Sunday, 15 September 2013

Cryptocurrencies Crest Capitol Hill

On Tuesday, I had the pleasure of joining a panel on mobile payments at Liquidity, the summit on new finance. I also caught the earlier sessions, but sadly missed the afternoon. It was definitely worthwhile, and I'll include links to the videos when they're published. Well done to Stan and Edie for pulling the summit together.

One development in particular that caught my attention was James Smith's explanation of the wider uses of Bitcoins, and other cryptographic currencies. I actually struggle with the idea that these are really 'currencies' as opposed to commodities that can be bought and sold. That would also explain the volatility in the 'exchange rate'. But the technology definitely opens up some interesting possibilities.
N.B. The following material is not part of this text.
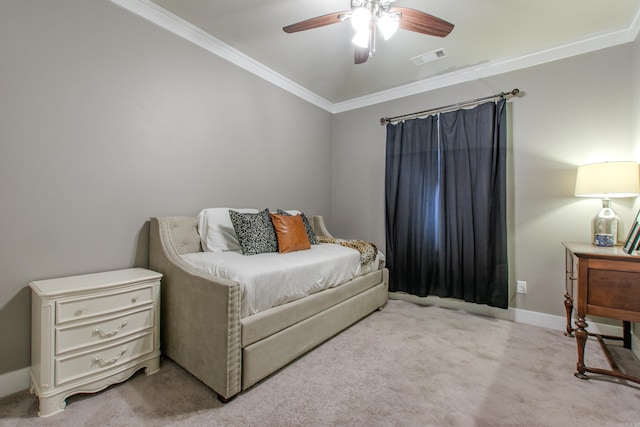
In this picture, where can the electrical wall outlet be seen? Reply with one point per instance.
(521, 287)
One of the wider uses of cryptocurrencies involves agreeing that a unique string of numbers with a nominal 'value' (say, a sixteenth of a Bitcoin), represents the record of title to a specific asset. This use-case is reflected in colored Bitcoins, for example, where different coloured 'coins' respresent different types of asset. While we already have asset registers for many types of property, such as land, ships, cars and securities, there are many other types of asset for which a similar approach would be too expensive. Some of the challenges confronted by such a project from a technological standpoint are described here.
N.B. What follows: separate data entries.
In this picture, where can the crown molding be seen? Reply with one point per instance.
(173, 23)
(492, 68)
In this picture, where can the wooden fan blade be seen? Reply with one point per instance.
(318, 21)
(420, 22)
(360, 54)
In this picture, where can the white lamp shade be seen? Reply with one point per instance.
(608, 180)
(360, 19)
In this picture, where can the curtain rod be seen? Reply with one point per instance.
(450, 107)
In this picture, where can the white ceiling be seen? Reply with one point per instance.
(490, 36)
The proliferation of cryptocurrencies and their possible uses has generated  significant interest from the venture capital community, as well as amongst central banks, monetary authorities and agencies fighting financial crime.
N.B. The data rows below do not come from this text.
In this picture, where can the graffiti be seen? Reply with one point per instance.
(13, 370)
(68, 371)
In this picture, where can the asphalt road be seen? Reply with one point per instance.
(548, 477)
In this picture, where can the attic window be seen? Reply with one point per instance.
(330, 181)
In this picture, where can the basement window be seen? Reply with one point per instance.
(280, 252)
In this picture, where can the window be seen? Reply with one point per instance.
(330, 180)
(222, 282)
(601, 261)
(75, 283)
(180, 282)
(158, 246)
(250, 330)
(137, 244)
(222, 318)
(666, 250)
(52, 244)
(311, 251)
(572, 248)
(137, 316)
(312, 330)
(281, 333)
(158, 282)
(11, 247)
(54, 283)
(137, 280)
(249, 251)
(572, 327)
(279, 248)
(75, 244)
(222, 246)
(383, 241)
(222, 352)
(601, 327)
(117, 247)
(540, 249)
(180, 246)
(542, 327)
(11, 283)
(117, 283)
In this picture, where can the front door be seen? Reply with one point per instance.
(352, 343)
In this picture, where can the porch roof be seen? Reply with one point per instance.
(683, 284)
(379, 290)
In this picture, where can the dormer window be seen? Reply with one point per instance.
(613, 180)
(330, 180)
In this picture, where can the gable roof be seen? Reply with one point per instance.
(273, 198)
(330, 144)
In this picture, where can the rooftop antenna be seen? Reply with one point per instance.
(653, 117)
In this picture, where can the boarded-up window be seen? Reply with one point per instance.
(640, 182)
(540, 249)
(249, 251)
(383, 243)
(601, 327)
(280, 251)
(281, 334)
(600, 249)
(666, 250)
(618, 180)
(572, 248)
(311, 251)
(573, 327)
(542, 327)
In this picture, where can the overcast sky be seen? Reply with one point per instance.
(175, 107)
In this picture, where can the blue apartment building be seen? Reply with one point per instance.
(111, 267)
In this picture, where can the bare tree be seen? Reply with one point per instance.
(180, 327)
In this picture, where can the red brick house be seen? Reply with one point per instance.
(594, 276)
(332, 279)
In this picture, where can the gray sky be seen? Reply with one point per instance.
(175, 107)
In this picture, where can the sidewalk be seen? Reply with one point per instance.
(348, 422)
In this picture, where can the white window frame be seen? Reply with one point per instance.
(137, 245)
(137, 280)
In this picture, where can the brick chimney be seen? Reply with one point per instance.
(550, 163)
Far from retreating before the threat of a regulatory onslaught, however, cryptocurrency service providers have been lobbying for some time to gain acceptance, (e.g. via the Bitcoin Foundation). Recently, the leading providers and supporters also formed the Digital Assets Transfer Authority, or DATA to concentrate and focus resources more efficiently and provide a forum for resolving appropriate controls for the shared operational and regulatory risks.

The fact that the future of cryptocurrencies have reached this level of official engagement definitely makes it an area worth keeping an eye on.